The Borrowers

When I was very young, I expected all books to take their time getting started. I would read the opening ten or so pages without really minding that they were boring, because I knew that once I’d made my way through them, the real story would get started. It was the price I expected to pay as a reader.

(Not one boy I knew at school. He started every book he read on page 10. He would simply skip the opening pages and he did it, he said, because they were always boring and he didn’t see the point in wasting his time. And this was someone who read for pleasure, not because it was a book we were reading in class.)

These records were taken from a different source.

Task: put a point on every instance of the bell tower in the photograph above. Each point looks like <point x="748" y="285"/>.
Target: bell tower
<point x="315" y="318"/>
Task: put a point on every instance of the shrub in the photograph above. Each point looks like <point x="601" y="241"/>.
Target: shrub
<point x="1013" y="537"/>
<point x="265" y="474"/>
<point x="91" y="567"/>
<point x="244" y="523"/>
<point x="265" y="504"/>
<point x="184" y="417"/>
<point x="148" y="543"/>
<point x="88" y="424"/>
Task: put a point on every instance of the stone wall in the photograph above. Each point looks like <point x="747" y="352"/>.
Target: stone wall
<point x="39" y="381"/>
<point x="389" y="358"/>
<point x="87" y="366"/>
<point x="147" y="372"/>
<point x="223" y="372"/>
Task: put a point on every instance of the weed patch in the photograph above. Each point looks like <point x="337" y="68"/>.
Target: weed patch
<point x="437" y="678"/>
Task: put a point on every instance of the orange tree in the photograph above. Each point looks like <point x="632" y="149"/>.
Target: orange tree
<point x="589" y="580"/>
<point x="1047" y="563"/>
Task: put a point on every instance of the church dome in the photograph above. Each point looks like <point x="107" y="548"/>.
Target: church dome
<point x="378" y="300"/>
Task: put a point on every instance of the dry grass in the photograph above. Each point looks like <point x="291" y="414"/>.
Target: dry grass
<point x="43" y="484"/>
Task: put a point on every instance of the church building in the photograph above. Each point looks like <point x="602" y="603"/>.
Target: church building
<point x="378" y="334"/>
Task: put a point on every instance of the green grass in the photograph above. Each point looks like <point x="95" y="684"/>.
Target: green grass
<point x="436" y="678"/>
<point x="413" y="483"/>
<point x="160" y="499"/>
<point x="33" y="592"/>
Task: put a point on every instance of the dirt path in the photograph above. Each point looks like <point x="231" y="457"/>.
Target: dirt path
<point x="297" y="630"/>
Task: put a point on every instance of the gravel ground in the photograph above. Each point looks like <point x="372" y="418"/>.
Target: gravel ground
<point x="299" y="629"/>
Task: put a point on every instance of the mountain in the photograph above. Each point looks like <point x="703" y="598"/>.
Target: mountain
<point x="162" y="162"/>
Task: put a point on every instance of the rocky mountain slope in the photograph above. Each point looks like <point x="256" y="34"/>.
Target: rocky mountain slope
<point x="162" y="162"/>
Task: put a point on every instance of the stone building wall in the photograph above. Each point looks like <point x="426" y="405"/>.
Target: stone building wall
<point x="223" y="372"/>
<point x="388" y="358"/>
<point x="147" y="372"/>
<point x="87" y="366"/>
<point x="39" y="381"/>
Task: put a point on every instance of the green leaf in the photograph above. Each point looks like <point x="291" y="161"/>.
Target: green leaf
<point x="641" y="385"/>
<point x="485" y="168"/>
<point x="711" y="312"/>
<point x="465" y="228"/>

The point of this preamble? The Borrowers fits this pattern perfectly. I found the opening chapters a real slog and was seriously considering setting it aside because it didn't seem as though the story would ever get going. Yet when it did, I was hooked. All of a sudden there was tension. Would the borrowers escape from the villains? What was going to happen next? Once the story pulled me in, I could see why the book has become the classic it is.

But that slow first third seems – now, almost 70 years after it was first published – so terribly old-fashioned. It doesn’t fit our shorter attention spans, our being accustomed to every story racing away from the first page. Back in 1953, a writer could take their time setting up characters and backgrounds. Nobody complained – except perhaps my Start-on-page-10 classmate.

I wonder whether it could get published today? Or whether an editor would be composing lengthy emails arguing for extensive cuts. Would it even get the chance to become a classic?